Sur l'Île-de-Bréhat (Côtes-d'Armor), une légende peu connue relie la pleine lune de mars à une « lanterne du pêcheur » censée guider et protéger les embarcations des crabiers et des pêcheurs de bar. La tradition, transmise oralement, raconte qu'une lanterne placée à la poupe a autrefois permis à un bateau de revenir au port malgré le brouillard printanier, devenant le signe d'un rituel saisonnier.
Légende et rituel
Le rite se déroule au crépuscule de la lune de mars : les pêcheurs allumaient une lanterne à la côte avant la première sortie de saison, accompagnée d'une bénédiction rappelant les pardons bretons. Les crabiers (pêcheurs de tourteau et d'araignée de mer) évitaient de siffler et laissaient parfois un panier de première pêche sur le rivage en offrande aux noyés, coutume qui mêle croyances maritimes et pratiques catholiques locales.
Mémoire insulaire et respect de la mer
Des habitants de Bréhat et des anciens pêcheurs confirment que la lanterne reste un symbole lors des bénédictions collectives des embarcations dans la région.
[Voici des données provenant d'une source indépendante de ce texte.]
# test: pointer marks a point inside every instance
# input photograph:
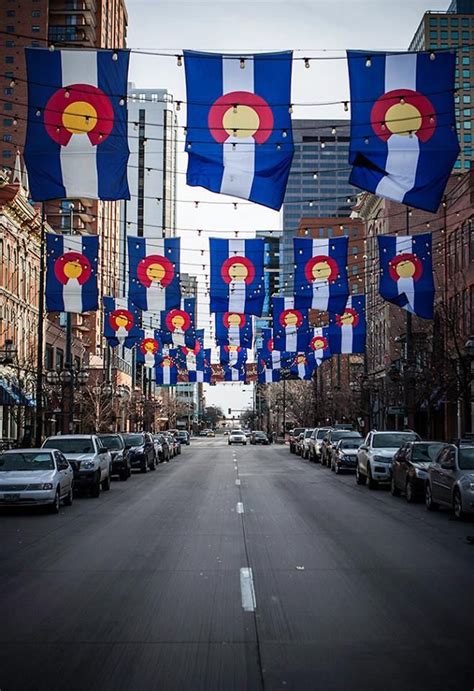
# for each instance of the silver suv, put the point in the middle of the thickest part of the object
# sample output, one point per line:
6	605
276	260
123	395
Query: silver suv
451	480
374	457
90	460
Au-delà du folklore, la pratique a contribué à un code de respect envers la mer et les crustacés : remise à l'eau des prises trop petites, transmission de savoirs de navigation à la pleine lune et cérémonies qui renforcent la solidarité entre marins. La légende de la lanterne de Bréhat illustre comment un conte local peut façonner des rites saisonniers et une éthique maritime toujours perceptible sur les côtes bretonnes.